Попытки А. П. Сумарокова — автора цитируемого стихотворения и современника Гроота — придать вес своему тезису при помощи символического величания героев басни со строчной буквы вполне схожи с серьезностью, с какой Гроот тщательно выписывает свою сцену, не без остроумия поигрывая исторически сложившейся амбивалентностью эмблем общеевропейского лексикона. И, поди, теперь, листая старинные «Эмблематы» и «Симболяриумы», уразумей, в чем тут дело… То ли «Кот» («домашнее», «прирученное», «Любовь в браке») секунду назад разбил окно, решительно задрал «Зайца» (как и «Кролик» в силу плодовитости — «Распутство» и «Похоть») и речь, стало быть, о победе «Воцерковленного Брака» над опасным искушением адюльтера и смертным грехом «Прелюбодеяния». То ли, уже по рецептам баснописцев Нового времени и в первую очередь, конечно же, Лафонтена, а за ним уже Кантемира и Хемницера, зверописец морализирует на все тот же сюжет «Неверности», но ровно наоборот: означивая «Зайцем»-«Кроликом» возлюбленный «Домопорядок» и «Законный приплод», а гуляющим самим по себе «Котом» — окаянный «Соблазн». То ли, согласно католическому и протестантскому бестиариям, являет нам «Зайца» как человека, терзаемого дьяволом, и еретика, а «Кота» — как «Оборотня», как непременный атрибут «Ереси». То ли, наконец, следуя итальянской ренессансной эмблематике, по мнению художника, «Храбрость», вообще, в образе «Кота» побеждает некую «Трусость» как бестолкового и пугливого «Зайца», по давнему рыцарскому сценарию «á la Кир Великий»[66]
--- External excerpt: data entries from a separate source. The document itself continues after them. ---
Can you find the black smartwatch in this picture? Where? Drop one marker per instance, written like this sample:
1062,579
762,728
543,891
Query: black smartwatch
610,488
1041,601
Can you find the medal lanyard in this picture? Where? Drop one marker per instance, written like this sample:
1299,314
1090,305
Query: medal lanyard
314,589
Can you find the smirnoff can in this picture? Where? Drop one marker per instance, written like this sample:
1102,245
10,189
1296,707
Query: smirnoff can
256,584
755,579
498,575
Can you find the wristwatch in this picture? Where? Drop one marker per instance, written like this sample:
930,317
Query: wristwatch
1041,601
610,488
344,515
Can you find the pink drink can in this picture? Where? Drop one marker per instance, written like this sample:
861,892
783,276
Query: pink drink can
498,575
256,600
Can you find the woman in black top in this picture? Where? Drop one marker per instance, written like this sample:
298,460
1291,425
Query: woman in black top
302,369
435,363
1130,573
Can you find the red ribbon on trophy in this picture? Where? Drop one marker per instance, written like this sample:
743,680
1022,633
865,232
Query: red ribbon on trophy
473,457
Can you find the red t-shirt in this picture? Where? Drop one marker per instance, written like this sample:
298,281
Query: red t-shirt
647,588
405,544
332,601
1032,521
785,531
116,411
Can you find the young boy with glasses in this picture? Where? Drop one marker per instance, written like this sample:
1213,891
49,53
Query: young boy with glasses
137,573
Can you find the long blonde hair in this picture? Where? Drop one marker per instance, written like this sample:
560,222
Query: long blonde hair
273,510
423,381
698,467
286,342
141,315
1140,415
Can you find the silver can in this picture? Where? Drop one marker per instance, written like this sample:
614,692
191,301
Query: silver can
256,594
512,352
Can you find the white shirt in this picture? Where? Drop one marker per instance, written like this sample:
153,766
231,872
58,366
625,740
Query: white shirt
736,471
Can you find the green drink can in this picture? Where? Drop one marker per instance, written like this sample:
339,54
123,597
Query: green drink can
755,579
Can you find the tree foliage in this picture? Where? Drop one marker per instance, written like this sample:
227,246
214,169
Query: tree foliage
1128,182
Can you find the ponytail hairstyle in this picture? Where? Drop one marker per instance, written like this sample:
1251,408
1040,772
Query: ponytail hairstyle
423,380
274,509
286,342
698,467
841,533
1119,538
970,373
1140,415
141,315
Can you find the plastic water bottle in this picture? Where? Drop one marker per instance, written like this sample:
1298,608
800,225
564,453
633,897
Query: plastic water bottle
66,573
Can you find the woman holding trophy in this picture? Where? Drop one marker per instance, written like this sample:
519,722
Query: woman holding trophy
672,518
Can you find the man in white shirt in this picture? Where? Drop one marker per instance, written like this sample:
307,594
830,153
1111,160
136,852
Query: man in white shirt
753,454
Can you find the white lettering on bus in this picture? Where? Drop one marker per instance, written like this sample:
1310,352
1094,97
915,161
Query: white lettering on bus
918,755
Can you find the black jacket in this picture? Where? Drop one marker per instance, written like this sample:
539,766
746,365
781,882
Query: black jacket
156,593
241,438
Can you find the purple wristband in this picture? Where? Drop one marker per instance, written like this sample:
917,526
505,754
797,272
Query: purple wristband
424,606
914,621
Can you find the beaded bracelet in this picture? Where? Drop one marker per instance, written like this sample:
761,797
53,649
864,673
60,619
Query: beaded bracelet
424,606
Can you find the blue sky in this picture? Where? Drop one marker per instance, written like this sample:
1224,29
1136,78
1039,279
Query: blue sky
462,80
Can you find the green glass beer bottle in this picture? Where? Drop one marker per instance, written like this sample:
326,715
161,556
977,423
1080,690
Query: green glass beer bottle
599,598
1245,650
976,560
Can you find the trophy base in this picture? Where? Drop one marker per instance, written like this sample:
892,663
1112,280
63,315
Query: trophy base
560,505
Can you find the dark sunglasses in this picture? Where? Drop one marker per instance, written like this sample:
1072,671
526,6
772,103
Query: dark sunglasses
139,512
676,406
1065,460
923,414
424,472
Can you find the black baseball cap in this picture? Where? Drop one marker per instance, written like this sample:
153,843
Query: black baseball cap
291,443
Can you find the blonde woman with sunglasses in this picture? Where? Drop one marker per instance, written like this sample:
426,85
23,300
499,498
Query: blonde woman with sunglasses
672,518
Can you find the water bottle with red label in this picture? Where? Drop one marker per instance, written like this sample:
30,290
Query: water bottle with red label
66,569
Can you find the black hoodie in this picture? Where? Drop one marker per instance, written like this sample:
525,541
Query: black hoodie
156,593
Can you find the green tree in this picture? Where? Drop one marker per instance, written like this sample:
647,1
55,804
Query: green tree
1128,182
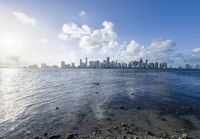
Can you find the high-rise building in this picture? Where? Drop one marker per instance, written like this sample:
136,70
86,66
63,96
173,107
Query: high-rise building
86,63
81,63
156,65
62,64
108,62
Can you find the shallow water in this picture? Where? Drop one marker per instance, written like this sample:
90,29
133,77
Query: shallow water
29,97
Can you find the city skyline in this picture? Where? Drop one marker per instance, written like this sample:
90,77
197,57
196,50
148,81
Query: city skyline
114,64
69,29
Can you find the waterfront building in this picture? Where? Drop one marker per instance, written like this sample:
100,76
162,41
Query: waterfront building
62,64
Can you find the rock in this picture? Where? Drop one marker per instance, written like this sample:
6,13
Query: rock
138,107
95,83
123,124
183,130
55,137
163,119
184,136
115,128
108,119
28,133
45,134
123,108
149,132
70,136
129,132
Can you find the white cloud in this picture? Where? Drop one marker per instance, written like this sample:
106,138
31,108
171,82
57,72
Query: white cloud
161,45
43,41
70,31
196,50
82,13
23,18
103,42
99,38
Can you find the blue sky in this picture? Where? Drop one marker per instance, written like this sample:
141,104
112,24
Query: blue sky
140,20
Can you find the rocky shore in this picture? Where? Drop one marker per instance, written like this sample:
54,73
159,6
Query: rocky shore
137,123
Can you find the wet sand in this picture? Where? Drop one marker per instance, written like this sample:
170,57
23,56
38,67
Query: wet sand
121,105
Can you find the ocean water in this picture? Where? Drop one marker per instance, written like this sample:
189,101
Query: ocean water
29,97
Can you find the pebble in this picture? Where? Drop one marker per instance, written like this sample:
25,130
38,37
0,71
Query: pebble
123,124
96,83
45,134
138,107
184,136
70,136
55,137
121,107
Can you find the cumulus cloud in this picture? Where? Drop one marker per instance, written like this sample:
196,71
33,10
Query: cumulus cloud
82,13
99,38
103,42
196,50
71,31
23,18
43,41
162,45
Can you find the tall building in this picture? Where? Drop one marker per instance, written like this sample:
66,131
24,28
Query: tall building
108,62
81,63
62,64
156,65
86,63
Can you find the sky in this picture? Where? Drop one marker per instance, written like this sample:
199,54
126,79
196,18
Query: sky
51,31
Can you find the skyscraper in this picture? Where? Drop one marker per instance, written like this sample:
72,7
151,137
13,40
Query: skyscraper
62,64
86,62
108,62
156,65
80,63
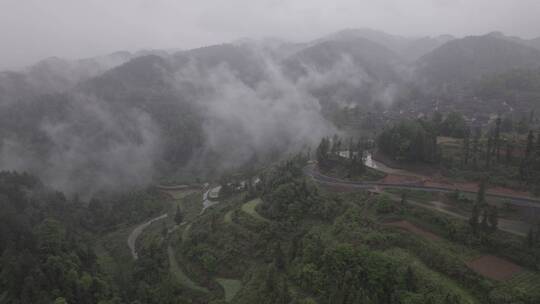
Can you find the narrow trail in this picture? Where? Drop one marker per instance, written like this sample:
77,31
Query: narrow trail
180,275
514,227
132,238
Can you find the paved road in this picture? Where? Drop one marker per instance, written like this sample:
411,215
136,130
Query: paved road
514,227
311,171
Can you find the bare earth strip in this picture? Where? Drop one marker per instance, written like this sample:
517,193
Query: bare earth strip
414,229
494,267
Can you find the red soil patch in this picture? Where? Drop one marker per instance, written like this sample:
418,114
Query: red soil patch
494,268
400,179
414,229
473,187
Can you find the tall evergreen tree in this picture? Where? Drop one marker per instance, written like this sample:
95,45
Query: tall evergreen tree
530,145
473,220
509,152
178,217
489,152
484,224
466,147
481,195
279,257
497,144
493,218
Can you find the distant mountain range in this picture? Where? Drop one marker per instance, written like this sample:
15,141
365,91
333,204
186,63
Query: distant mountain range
126,118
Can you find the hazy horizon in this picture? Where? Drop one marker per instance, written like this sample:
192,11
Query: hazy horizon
33,30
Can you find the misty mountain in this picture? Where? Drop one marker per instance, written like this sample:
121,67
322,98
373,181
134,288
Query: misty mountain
460,61
408,48
55,75
346,72
535,43
193,113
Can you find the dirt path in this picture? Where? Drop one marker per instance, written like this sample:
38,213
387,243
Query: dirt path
494,267
180,275
132,238
413,229
510,226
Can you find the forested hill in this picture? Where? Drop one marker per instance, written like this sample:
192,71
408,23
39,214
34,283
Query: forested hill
460,61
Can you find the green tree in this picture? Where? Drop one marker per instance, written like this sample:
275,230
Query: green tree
178,217
410,280
493,218
279,256
473,220
481,194
497,143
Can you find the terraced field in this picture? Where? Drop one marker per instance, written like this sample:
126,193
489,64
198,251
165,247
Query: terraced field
250,208
231,287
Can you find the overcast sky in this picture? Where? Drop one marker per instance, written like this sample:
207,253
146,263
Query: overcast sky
34,29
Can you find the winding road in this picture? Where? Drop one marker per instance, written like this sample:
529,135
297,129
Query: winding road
311,170
511,226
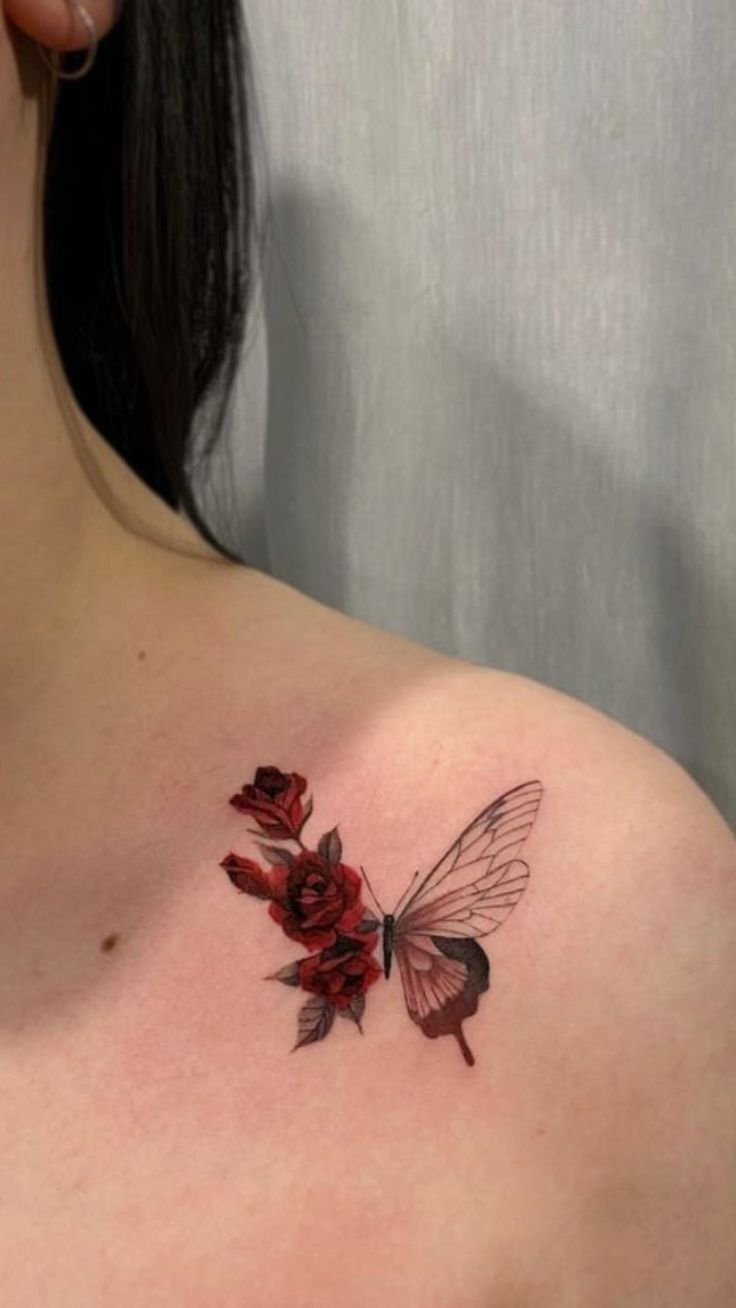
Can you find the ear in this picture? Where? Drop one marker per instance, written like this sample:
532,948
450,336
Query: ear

…Барочное мирочувствование, амбивалентность нового коловратного мира, не изолированное, как прежде, не рядоположенное, как совсем недавно, а непосредственное, буквальное сосуществование «+» и «−», «греха» и «блага», «морока» и «добра» в каждой точке времени и пространства, в каждой душе обусловливали особое, острое, конфликтное мирочувствование героя: «Я жил дурно, жил и благонравно; берите с меня пример: // Вот в чем штука: вкусить мира и все же не утратить неба», — писал один из поэтов эпохи[67]
.Эта разломленность бытия сказалась даже в иконописи. Так, смелый эксперимент в церковной живописи И. И. Вельского (1719–1799) «Архиерей во время служения литургии» (1760-е гг. ГТГ) — казалось бы, попытка материализовать метафору схождения Св. Духа, проба запечатления «механизма» одного из церковных таинств — обернулась своего рода «картинкой нравов и обычаев», т. е. взглядом русского иностранца на чужую свою страну. Но в этой композиции живет потаенный спор между православными и католиками, достигший в середине XVIII века немалой остроты. И транслируемый в Россию в течение целого столетия западноевропейский опыт, естественно, выговаривался с ощутимым польским или западноукраинским акцентом; и сам католический Рим не оставлял надежды вразумить «от папства отпадших», надеясь более на сговор и подкуп российского двора и иерархов, нежели на тотальный прозелитизм; и нелюбые русским жар ораторского жанра, театральная аффектация, выспренность проповеднического жеста достигли в ту пору едва ли не своего апогея в Римской церкви вообще, а в Польше — в особенности, где месса становилась трагедией, священник — лицедеем, а храм — «феатром»[68]
… Все это накаляло дискуссию. И сурово громыхал с юга империи своим «невмененным рыком» ревнитель благочестия Иоанн Вишенский: «Латинских басней ученицы, зовомые кознодеи, трудитися в церкви не хочут, током комедии строяти играют», пребывая в «комедийном и машкарском набоженстве»![69]Не приемы барочного формостроительства стремились подчинить себе весь тезаурус, а барочное миропонимание, нимало не смущаясь реальными размерами любого произведения, норовило донести свою весть до края мира. Так, в небольшой по размерам иконе М. Фунтусова «Воскресение Христово и двенадцать праздников» (1761. ГЭ), где композиционное движение вовне поддерживается пышными, разомкнутыми, перетекающими друг в друга картушами, а темпера в своей цветонасыщенности становится едва ли не маслом и Фаворский свет царит как мощь стихии, заключена энергия, сопоставимая с амбицией архитектурных ансамблей барокко властвовать над всем мирозданием.